Looking at the libssh2 example you linked, they call libssh2_session_disconnect first, then after that no longer returns EAGAIN they call libssh2_session_free. In that scenario libssh2_session_free probably won't return EAGAIN (based on a quick scan of the libssh2 source).

I guess that is another possible approach for asynchronous shutdown: ssh2-rs does expose disconnect so an async user could call that first and be reasonably assured that drop won't block. The down side is that it makes the it quite brittle to changes in libssh2 as it is an assumption that libssh2_session_free won't block.

And you still have the problem that if the link has gone, you need to time out, and then shut down the underlying socket, in order to get libssh2 to complete the disconnection.

I looked at the source for the perl libssh2 wrapper (which I have used for years) - it also does not handle this correctly :)

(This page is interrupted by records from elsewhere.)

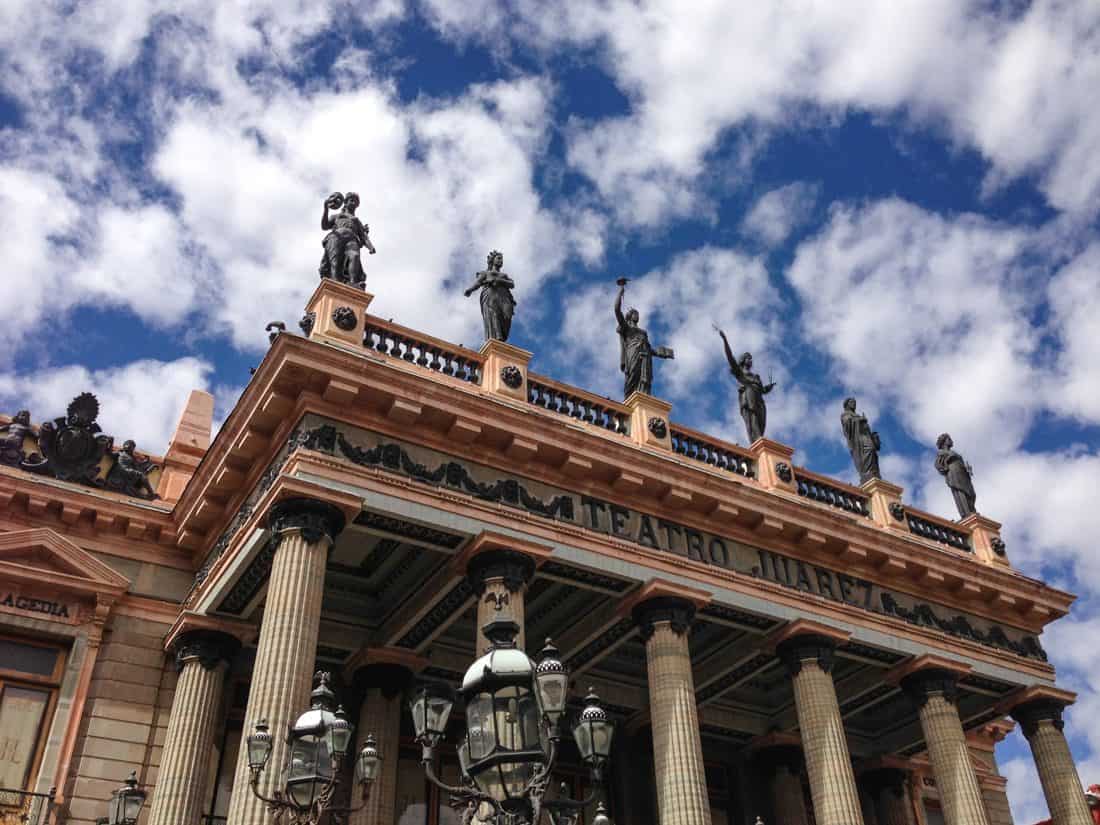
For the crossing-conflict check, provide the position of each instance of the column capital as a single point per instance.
(881, 779)
(806, 647)
(1047, 708)
(391, 670)
(680, 614)
(207, 647)
(806, 640)
(922, 684)
(495, 556)
(315, 518)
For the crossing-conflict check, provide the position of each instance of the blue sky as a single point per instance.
(894, 199)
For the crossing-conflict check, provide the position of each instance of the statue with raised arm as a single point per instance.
(15, 432)
(496, 300)
(347, 237)
(130, 474)
(636, 355)
(864, 443)
(750, 393)
(957, 473)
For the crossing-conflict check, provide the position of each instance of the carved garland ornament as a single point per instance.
(512, 377)
(344, 318)
(73, 448)
(658, 427)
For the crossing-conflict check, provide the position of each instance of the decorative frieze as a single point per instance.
(661, 535)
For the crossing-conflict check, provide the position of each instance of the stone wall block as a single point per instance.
(678, 752)
(828, 765)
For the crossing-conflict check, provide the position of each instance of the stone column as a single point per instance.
(889, 789)
(678, 749)
(809, 659)
(783, 766)
(1042, 723)
(499, 578)
(934, 692)
(201, 658)
(303, 530)
(381, 716)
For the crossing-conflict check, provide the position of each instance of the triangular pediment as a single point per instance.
(43, 554)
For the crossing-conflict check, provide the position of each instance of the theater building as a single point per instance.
(771, 642)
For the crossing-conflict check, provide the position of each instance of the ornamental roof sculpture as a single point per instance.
(73, 448)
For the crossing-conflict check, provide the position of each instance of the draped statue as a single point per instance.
(347, 235)
(497, 303)
(957, 473)
(750, 393)
(862, 442)
(636, 354)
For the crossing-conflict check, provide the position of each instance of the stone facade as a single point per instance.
(376, 498)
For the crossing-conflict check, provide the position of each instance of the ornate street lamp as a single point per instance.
(125, 802)
(514, 714)
(317, 745)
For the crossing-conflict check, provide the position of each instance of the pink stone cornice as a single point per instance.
(1035, 692)
(487, 540)
(188, 620)
(925, 661)
(294, 377)
(663, 589)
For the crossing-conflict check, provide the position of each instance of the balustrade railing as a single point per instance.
(930, 528)
(24, 807)
(697, 447)
(416, 348)
(576, 404)
(832, 493)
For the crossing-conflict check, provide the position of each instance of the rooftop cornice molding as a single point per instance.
(298, 375)
(320, 466)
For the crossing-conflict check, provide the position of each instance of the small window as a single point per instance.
(33, 659)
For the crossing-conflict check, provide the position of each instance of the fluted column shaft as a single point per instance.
(889, 789)
(934, 692)
(678, 748)
(182, 785)
(282, 675)
(1043, 725)
(381, 716)
(824, 746)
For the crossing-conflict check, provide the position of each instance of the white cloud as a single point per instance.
(678, 305)
(1015, 85)
(1075, 299)
(927, 314)
(142, 399)
(779, 212)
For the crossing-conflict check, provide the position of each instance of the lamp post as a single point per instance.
(125, 803)
(514, 729)
(317, 745)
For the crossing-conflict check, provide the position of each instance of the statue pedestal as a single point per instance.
(650, 425)
(883, 494)
(338, 311)
(986, 539)
(505, 370)
(774, 466)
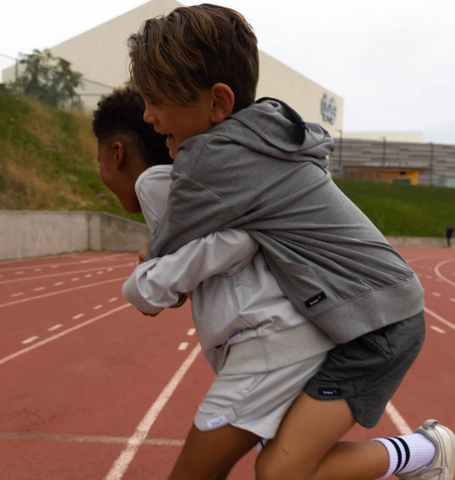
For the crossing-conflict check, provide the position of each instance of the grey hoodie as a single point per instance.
(264, 170)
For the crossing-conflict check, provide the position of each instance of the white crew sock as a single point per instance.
(407, 453)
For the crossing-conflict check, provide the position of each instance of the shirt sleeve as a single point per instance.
(156, 283)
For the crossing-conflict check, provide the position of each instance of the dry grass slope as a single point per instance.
(48, 160)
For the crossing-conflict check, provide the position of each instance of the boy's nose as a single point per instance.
(148, 116)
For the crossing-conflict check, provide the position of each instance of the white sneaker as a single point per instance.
(443, 465)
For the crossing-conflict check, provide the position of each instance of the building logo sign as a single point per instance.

emesterhazy commented 3 years ago

Hmm, maybe I am misreading the source, but why do you think libssh2_session_free probably won't return EAGAIN if libssh2_session_disconnect succeeds first? It seems like all disconnect does is send a disconnect message to the server - it doesn't actually send any messages to close open channels, so free will still send those and potentially block.

There's a bit of chatter on the mailing list and github that seems to suggest libssh2_session_free returning EAGAIN is a common source of memory leaks. A few examples:

There are also two PRs that attempted to add a new method - libssh2_set_socket_disconnected to "tell the library that no further interaction with the remote server should be attempted." Both seem to have stalled out due to lack of bandwidth to update and review. Perhaps it's worth trying to push this forward in libssh.

harmic commented 3 years ago

Hmmm. You might be right. I was going by this statement in the ssh spec in relation to SSH_MSG_DISCONNECT:

The sender MUST NOT send or receive any data after this message, and the recipient MUST NOT accept any data after receiving this message.

But it looks like you are right - libssh2 sends SSH_MSG_DISCONNECT but does not seem to do anything to prevent further interaction after that.

emesterhazy commented 3 years ago

Based on that my guess is that libssh2 expects the user to close all open channels before calling disconnect and then free. If no data is supposed to be sent after a disconnect, it probably is appropriate to shut down the socket between disconnect and free as well in case there are any lingering channels that haven't been closed yet (since freeing the session would perform IO for the channels).

I quickly read through session_free in libssh2 and I don't see any way that it could return EAGAIN if all channels (including listeners) have already been closed - there doesn't seem to be any other IO baked in.